Search This Blog

Thursday, 29 January 2015

Using Data Protector to back up your AWS (Amazon EC2) instances

Your cloud-hosted infrastructure (whether it is on Azure, AWS, Google App Engine, IBM Rackspace or HP Cloud) is going to consist of:
  • Cattle, which are machines that you have automatically created and which contain no state that can be lost. They might have a replica of some data, but there will be other copies. If these machines fail, you just restart them or create a new instance. Hopefully you have this process automated.
  • Pets, which are machines that you administer and are installed manually. When these fail, you want to restore from a backup.
If you are a completely green-field site, then you won't have any backup infrastructure. But if you already have some in-house servers, then you will probably have existing backup infrastructure that you would want to make use of.
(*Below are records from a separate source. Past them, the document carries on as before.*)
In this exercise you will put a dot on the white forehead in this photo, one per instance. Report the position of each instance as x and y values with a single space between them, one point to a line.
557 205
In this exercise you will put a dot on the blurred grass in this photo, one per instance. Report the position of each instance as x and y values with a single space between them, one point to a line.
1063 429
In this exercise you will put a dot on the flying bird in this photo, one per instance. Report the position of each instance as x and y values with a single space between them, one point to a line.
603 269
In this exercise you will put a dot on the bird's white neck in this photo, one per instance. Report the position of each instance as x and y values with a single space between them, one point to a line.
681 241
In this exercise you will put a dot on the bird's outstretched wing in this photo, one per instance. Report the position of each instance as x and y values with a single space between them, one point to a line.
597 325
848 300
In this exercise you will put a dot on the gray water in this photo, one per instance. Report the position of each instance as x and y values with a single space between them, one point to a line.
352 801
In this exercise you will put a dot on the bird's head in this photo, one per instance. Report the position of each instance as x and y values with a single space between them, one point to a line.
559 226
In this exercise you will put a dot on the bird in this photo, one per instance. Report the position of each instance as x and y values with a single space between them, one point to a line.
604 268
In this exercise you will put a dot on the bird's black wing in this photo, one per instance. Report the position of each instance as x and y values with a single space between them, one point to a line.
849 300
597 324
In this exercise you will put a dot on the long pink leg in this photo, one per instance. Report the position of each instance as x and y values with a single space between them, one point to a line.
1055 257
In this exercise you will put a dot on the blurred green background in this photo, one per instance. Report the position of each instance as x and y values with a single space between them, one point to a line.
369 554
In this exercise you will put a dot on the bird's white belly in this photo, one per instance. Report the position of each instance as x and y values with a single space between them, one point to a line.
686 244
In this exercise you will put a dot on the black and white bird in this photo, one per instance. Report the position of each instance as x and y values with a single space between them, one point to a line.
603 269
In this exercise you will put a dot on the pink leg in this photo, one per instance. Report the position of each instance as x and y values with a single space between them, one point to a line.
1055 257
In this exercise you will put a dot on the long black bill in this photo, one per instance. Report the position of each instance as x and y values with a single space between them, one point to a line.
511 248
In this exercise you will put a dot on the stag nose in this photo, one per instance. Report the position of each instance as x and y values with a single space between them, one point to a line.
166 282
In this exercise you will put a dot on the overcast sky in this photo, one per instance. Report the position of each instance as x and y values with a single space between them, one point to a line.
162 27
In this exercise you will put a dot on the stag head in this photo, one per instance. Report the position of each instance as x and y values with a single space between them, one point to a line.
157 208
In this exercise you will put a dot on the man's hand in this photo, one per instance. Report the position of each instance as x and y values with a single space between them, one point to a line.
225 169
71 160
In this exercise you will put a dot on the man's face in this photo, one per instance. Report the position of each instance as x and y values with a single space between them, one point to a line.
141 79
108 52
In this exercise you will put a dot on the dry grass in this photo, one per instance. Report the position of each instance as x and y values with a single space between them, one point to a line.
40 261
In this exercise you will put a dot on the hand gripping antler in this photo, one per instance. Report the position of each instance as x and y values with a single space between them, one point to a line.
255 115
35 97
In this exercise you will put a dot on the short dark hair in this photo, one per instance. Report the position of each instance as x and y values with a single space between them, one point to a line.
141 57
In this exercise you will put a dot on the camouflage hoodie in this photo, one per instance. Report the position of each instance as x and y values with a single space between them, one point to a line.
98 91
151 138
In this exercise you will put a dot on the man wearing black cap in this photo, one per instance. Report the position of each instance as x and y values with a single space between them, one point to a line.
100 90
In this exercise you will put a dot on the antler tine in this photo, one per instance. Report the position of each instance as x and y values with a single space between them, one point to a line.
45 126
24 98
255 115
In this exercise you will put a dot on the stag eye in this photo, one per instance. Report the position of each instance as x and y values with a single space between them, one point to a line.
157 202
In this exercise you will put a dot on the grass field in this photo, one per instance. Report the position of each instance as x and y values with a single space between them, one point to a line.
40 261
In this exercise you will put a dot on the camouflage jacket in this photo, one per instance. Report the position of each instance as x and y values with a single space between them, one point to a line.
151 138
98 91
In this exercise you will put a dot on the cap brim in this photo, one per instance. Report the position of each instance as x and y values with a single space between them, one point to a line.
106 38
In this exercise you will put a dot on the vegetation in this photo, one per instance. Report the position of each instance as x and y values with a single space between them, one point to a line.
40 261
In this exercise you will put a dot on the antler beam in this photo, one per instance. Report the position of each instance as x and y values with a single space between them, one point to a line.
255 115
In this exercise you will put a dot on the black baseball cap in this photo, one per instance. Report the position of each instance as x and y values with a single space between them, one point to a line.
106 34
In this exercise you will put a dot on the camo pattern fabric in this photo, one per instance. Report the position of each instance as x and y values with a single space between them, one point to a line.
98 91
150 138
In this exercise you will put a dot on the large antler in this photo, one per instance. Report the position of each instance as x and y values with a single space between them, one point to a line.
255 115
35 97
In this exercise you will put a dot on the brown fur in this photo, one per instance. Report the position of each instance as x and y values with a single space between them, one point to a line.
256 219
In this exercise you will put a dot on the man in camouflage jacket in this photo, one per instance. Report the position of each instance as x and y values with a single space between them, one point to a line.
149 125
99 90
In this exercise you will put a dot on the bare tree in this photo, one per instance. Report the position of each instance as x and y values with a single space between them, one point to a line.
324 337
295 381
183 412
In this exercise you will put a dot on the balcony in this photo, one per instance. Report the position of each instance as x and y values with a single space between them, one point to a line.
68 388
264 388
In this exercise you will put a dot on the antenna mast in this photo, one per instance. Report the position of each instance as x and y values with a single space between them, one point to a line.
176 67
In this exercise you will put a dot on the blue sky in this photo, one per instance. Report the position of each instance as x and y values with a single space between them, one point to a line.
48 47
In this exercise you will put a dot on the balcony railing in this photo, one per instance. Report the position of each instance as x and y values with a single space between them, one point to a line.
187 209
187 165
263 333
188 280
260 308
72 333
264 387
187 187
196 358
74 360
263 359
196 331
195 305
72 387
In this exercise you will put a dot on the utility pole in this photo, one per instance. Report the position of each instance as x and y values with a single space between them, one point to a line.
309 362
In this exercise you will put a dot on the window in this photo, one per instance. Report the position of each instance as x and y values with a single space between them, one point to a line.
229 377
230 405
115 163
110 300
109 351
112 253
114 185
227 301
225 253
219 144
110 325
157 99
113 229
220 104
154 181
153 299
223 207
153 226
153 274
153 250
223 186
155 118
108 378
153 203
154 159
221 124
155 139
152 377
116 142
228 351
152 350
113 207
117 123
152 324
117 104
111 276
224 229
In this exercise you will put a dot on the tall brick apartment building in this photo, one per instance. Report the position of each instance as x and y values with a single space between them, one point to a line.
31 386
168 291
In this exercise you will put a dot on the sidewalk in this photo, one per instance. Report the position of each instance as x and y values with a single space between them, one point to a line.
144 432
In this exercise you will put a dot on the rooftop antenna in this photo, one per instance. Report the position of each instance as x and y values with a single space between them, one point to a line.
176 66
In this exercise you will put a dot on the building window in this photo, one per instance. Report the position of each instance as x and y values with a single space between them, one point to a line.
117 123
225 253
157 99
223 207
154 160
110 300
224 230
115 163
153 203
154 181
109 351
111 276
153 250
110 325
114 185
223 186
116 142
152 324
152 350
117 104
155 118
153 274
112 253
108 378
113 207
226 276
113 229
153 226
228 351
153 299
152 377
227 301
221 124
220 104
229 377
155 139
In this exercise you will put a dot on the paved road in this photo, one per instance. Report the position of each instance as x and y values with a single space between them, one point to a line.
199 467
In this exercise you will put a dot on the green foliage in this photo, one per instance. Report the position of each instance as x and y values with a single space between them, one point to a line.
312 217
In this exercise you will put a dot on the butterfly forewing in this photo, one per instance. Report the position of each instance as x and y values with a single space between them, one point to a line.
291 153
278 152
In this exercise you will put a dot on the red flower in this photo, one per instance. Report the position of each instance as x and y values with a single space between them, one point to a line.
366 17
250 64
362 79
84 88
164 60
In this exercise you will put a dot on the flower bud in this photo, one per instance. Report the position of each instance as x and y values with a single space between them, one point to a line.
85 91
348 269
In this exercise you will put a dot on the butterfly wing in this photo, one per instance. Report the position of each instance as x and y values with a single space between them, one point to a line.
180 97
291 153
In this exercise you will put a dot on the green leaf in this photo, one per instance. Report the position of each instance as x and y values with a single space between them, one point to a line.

For example, the cheapest storage in the cloud at the moment appears to be Amazon Glacier, which costs USD10 per terabyte. But if you already have a tape library (or even a single standalone modern tape drive), you can easily have long-term cold storage at $0.50 per TB or less, and you probably already have some tapes.

Likewise, if you already have a Data Protector cell manager license, you might as well keep using it because it will work out cheaper than any dedicated cloud-hosting provider.

Broadly speaking, there are four options: a virtual tape library, external control EBS, StoreOnce in the cloud or the HP cloud device.

Virtual tape library

This option is appropriate if you are very, very constrained by your budget and need to be very conservative in how you do backup changes. If you are currently backing up to a tape library, then this lets you keep the illusion of the same thing but put it into the cloud.
  • Create a Linux instance in an availability zone that you are not otherwise using. 
  • Install mhvtl on to it, and configure a virtual tape library with it. 
  • Mount a very large block image (persistent storage device) on /opt/mhvtl. 
  • You can now use this tape library just as if it were a real tape library.
If the Linux instance fails, then start a new instance, install mhvtl again, and change the host controlling the library. Note that media agent licenses are concurrent so if you make sure that you use this tape library only when you aren't using your in-house library, there is no additional licensing cost associated with this.

AWS (Elastic Block Store) volumes

The problem with the virtual tape library solution is that you are somewhat constrained by the size of the block storage that you are using. But with an external control device, you can attach and detach Elastic Block Store (EBS) volumes on demand as required. You can add slots to the external device by adding additional block stores.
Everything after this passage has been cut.